The aim of Liis’s thesis is two-fold. Firstly, to develop efficient and easy-to-use bioinformatics tools for gene expression data interpretation that enable biologists to perform a standard analysis without requiring extensive programming from their side. Thus, these tools save the time of the researchers. The second aim of the thesis is to apply these tools to interpret genetic variants that affect gene expression levels. 

First, Liis and colleagues extended g:Profiler, a web tool that finds significant intersections from the descriptions of gene lists. These intersections are found using the existing knowledge of the functionality of the genes and performing statistical tests to evaluate the enrichment of known functions in the given gene list. They also developed an accompanying R package to enable researchers and other bioinformaticians to include g:Profiler functionality into their analysis pipelines. This package has received great interest from the scientific community. On average, 155 000 queries per month are performed using this package. Furthermore, it has been included in external packages and is taught in several workshops. In addition, a web tool called funcExplorer (https://biit.cs.ut.ee/funcexplorer) was developed that groups genes with a similar expression profile, taking into account the descriptions found with g:Profiler. Thus, funcExplorer detects biologically meaningful gene groups that the user can directly interpret. Among other functionalities, the emphasis was put on presenting and sharing the results of the tools developed in this thesis. Interactive plots generated by these tools allow users to obtain a visually appealing overview of the data and the analysis results.

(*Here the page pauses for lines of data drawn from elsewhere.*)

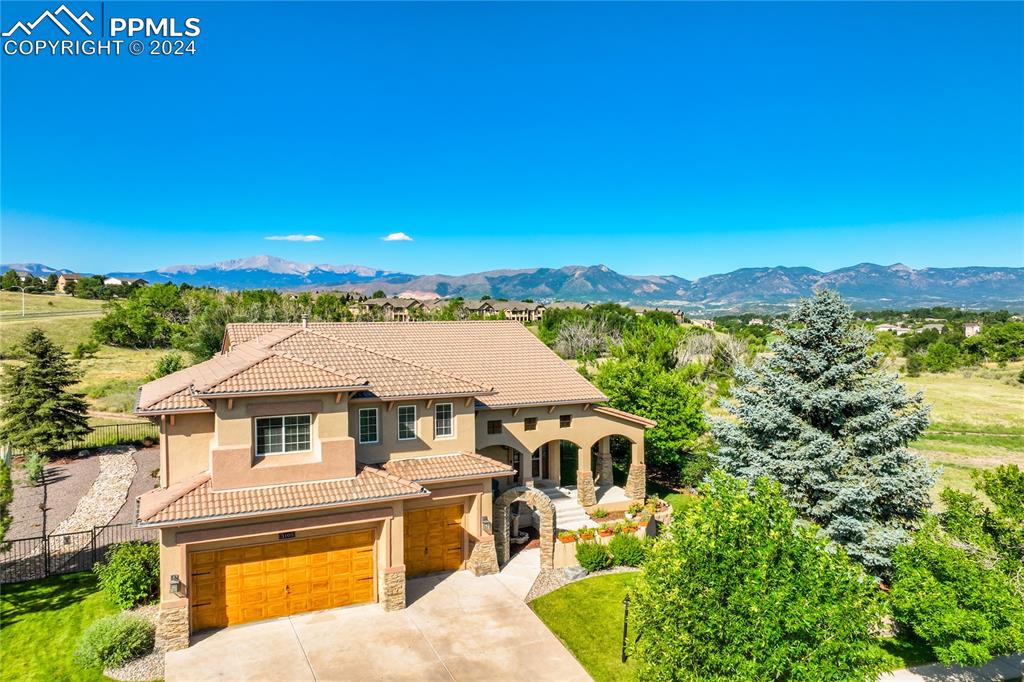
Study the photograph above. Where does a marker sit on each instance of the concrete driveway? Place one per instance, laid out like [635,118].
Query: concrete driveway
[457,627]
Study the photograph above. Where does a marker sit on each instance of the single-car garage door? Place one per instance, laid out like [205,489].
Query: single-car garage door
[433,540]
[243,584]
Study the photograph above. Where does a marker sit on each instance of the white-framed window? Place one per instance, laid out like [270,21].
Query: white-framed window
[368,426]
[443,420]
[407,422]
[276,435]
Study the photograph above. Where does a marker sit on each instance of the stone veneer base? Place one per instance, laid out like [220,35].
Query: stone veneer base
[394,591]
[483,559]
[172,629]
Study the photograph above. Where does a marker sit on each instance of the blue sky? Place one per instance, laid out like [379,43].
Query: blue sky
[655,138]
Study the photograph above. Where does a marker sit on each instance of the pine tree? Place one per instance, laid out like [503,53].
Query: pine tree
[817,415]
[39,413]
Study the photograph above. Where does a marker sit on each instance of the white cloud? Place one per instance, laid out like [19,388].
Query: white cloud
[295,238]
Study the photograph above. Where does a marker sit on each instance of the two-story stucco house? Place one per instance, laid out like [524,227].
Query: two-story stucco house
[310,466]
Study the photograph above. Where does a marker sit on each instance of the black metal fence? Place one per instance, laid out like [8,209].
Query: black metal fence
[115,434]
[102,435]
[35,558]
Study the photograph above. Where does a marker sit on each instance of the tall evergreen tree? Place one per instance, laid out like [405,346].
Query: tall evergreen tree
[39,413]
[817,415]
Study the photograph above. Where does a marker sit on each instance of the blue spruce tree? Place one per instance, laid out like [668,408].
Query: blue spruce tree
[817,415]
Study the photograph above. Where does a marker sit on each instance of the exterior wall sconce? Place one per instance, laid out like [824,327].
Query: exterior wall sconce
[176,585]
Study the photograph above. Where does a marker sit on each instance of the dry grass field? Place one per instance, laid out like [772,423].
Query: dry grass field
[110,378]
[977,421]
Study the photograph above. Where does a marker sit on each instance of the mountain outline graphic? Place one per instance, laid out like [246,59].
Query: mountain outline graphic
[30,27]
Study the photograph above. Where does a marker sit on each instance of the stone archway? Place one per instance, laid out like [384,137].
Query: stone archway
[545,508]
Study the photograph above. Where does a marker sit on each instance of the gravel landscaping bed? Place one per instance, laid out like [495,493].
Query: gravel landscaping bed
[68,481]
[108,493]
[551,580]
[146,460]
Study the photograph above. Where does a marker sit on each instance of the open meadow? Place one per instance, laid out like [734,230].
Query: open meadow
[110,377]
[977,421]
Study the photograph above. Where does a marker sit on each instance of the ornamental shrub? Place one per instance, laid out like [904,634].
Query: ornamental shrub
[740,589]
[593,556]
[955,598]
[628,550]
[131,573]
[115,640]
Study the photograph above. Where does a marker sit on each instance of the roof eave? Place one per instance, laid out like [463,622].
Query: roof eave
[271,512]
[287,391]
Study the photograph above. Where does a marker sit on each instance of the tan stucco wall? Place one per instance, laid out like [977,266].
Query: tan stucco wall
[424,443]
[235,463]
[587,428]
[184,446]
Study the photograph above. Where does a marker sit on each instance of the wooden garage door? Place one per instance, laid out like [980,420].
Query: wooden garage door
[433,540]
[243,584]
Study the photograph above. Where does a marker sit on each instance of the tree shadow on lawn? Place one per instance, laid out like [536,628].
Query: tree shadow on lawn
[50,594]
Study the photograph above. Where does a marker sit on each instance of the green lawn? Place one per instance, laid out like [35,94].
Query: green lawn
[40,624]
[588,617]
[10,303]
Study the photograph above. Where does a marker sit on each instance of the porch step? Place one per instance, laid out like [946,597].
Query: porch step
[568,514]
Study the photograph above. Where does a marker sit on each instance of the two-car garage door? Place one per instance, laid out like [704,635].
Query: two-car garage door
[243,584]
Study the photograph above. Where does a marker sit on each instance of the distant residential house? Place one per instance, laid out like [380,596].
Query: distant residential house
[518,310]
[569,305]
[485,307]
[65,278]
[124,282]
[898,330]
[392,309]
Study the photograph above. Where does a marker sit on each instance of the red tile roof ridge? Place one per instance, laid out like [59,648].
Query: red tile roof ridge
[168,496]
[390,476]
[443,373]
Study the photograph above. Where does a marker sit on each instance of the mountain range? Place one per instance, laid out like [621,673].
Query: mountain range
[866,286]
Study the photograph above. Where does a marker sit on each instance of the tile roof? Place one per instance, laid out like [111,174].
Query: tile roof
[295,358]
[502,354]
[195,500]
[448,467]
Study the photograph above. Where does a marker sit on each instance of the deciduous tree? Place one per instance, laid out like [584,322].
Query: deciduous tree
[740,589]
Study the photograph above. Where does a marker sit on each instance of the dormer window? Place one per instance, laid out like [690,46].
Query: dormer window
[368,426]
[443,422]
[276,435]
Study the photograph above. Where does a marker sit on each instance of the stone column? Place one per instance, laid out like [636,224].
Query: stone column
[172,628]
[501,536]
[586,495]
[483,558]
[636,483]
[605,474]
[393,598]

In her work, Liis also approached the problem from a different angle and applied the developed tools to carry out her own scientific study. First, funcExplorer was used to detect gene groups with a similar expression. Next, genetic variants that influence the expression of these genes were identified. Finally, g:Profiler was used to interpret these gene groups and thus the genetic variants that affect them. As a result, besides confirming previously known associations, this large-scale study described a novel association. Therefore further illustrating the usefulness of g:Profiler and funcExplorer on solving scientific problems. Furthermore, using her own tools in a practical analysis provided a fresh perspective on these tools and revealed some missing but useful features.